18. Note-se que muito embora a formulação do juízo de constitucionalidade, no presente caso, não seja expressa, não precisa necessariamente de o ser, bastando que esse juízo resulte, atendendo à argumentação expendida pelo Tribunal, como pressuposto da solução jurídica alcançada.
19. Cite-se, a este propósito, Carlos Lopes do Rego, quando refere:
[...]
20. Ora, a aplicação da norma, interpretada no sentido que lhe foi atribuído pelo Tribunal a quo, pressupõe um juízo prévio de inconstitucionalidade da norma interpretada no sentido de não reconhecer liberdade ao julgador para aferir da probabilidade séria de existência do direito do embargante com base em meras presunções judiciais, tendo como subjacente o art.º 202º, da Constituição da Republica Portuguesa.
Temos em que, requer a V. Ex.as que o Tribunal Constitucional conheça do recurso de constitucionalidade, nos termos do artº 70.º, n.º 1, alínea a), da LTC, relativamente às normas a que se reporta o requerimento de interposição de recurso. [...]

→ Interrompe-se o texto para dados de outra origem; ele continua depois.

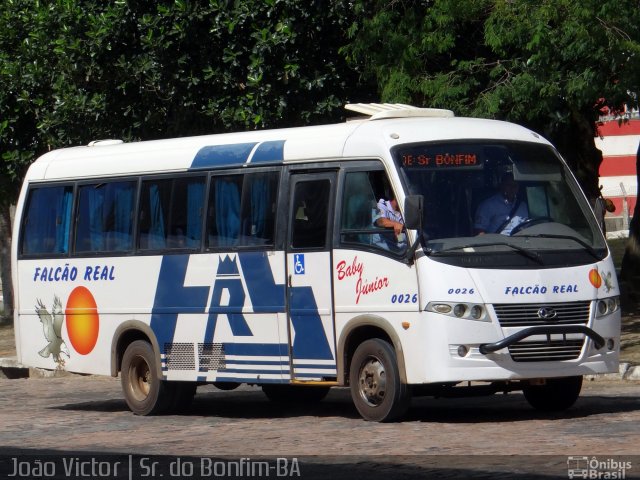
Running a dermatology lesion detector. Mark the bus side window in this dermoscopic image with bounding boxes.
[75,181,136,253]
[291,180,331,248]
[20,186,73,255]
[341,172,377,245]
[241,172,278,245]
[207,171,279,248]
[138,177,204,250]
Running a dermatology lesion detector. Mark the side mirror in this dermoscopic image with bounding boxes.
[404,195,424,231]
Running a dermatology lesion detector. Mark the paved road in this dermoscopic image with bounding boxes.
[0,375,640,479]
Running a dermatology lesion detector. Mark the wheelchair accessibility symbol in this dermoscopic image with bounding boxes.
[293,253,305,275]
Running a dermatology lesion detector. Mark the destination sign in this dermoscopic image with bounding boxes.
[400,152,482,168]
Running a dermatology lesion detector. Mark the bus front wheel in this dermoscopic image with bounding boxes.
[349,338,411,422]
[120,340,173,415]
[522,376,582,412]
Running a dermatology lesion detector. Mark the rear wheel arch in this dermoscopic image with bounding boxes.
[111,320,163,378]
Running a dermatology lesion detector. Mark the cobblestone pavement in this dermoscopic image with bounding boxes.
[0,375,640,478]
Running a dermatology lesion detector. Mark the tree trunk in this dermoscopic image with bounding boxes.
[552,110,602,204]
[0,203,14,322]
[620,141,640,311]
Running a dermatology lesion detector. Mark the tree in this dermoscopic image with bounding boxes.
[344,0,640,304]
[0,0,359,322]
[345,0,640,195]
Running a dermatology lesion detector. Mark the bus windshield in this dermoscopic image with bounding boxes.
[392,141,607,268]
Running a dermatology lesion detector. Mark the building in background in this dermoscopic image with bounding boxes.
[596,116,640,235]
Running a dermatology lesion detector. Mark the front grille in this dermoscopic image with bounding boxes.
[493,302,590,327]
[509,339,584,362]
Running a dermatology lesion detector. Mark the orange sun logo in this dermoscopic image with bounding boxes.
[589,268,602,288]
[64,287,100,355]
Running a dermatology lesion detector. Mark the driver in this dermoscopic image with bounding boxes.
[474,173,529,235]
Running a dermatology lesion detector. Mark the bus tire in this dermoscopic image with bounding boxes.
[120,340,174,415]
[262,385,330,403]
[522,376,582,412]
[349,338,411,422]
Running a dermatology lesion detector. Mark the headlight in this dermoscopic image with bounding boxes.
[596,297,620,318]
[426,302,491,322]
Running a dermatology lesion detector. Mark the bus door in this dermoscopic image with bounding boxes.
[287,171,337,381]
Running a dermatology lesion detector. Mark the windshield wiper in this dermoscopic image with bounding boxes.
[518,233,602,260]
[430,242,544,265]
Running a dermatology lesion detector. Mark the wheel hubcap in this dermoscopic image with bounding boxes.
[129,357,151,400]
[358,357,387,407]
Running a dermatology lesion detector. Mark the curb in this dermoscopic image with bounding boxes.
[0,357,73,380]
[0,357,640,381]
[584,363,640,381]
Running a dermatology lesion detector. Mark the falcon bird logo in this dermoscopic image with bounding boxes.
[36,295,69,368]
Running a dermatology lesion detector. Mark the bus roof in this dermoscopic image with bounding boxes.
[22,104,548,181]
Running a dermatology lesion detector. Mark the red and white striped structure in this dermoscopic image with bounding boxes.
[595,119,640,227]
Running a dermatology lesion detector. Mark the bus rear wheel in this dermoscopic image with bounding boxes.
[349,338,411,422]
[522,376,582,412]
[120,340,174,415]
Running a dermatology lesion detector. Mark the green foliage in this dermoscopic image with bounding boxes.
[343,0,640,195]
[346,0,640,125]
[0,0,358,206]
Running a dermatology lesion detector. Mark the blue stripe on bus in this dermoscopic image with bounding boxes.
[293,362,337,370]
[238,252,285,313]
[251,140,284,163]
[212,376,289,384]
[222,343,289,356]
[225,358,289,365]
[218,368,289,375]
[191,142,257,169]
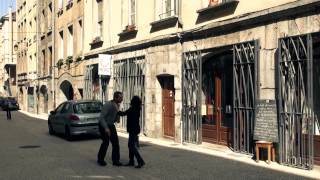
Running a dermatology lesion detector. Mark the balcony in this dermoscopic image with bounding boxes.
[66,0,73,10]
[118,24,138,42]
[89,36,103,49]
[196,0,239,24]
[150,10,179,32]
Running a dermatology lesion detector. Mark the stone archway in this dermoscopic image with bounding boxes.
[60,80,74,100]
[39,85,48,113]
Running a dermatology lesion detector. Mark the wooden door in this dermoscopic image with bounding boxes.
[202,66,233,146]
[162,77,175,138]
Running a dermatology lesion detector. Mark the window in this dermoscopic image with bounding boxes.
[58,0,63,15]
[129,0,136,25]
[40,49,47,76]
[67,25,73,56]
[156,0,177,20]
[92,0,103,40]
[59,30,63,59]
[77,19,83,52]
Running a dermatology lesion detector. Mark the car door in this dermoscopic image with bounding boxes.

3. Não houve resposta. Cumpre decidir.
Sem embargo das doutas considerações produzidas sobre a natureza do objecto do recurso de fiscalização concreta de inconstitucionalidade, o certo é que constitui requisito essencial do recurso previsto na alínea a) do n.º 1 do artigo 70º da Lei do Tribunal Constitucional (Lei n.º 28/82 de 15 de Novembro), como é o presente, a desaplicação de uma norma, pelo tribunal recorrido, por força de um julgamento (expresso ou implícito) de desconformidade constitucional. Acontece que, conforme se afirmou na decisão sumária reclamada, o Supremo Tribunal de Justiça não procedeu a nenhuma operação de desaplicação dos artigos 351º e 354º do Código de Processo Civil por serem desconformes com a Constituição. Na verdade, o Supremo Tribunal de Justiça não enunciou, sequer, essa questão. Tal conclusão, que se impõe a todas as luzes, determina inexoravelmente que o insucesso da pretensão da reclamante.
Nestes termos, decide-se indeferir a reclamação, mantendo a decisão sumária que decidiu não conhecer do recurso. Custas pela reclamante, fixando a taxa de justiça em 20 (vinte) unidades de conta.
Lisboa, 1 de Fevereiro de 2011.- Carlos Pamplona de Oliveira – Maria João Antunes – Gil Galvão.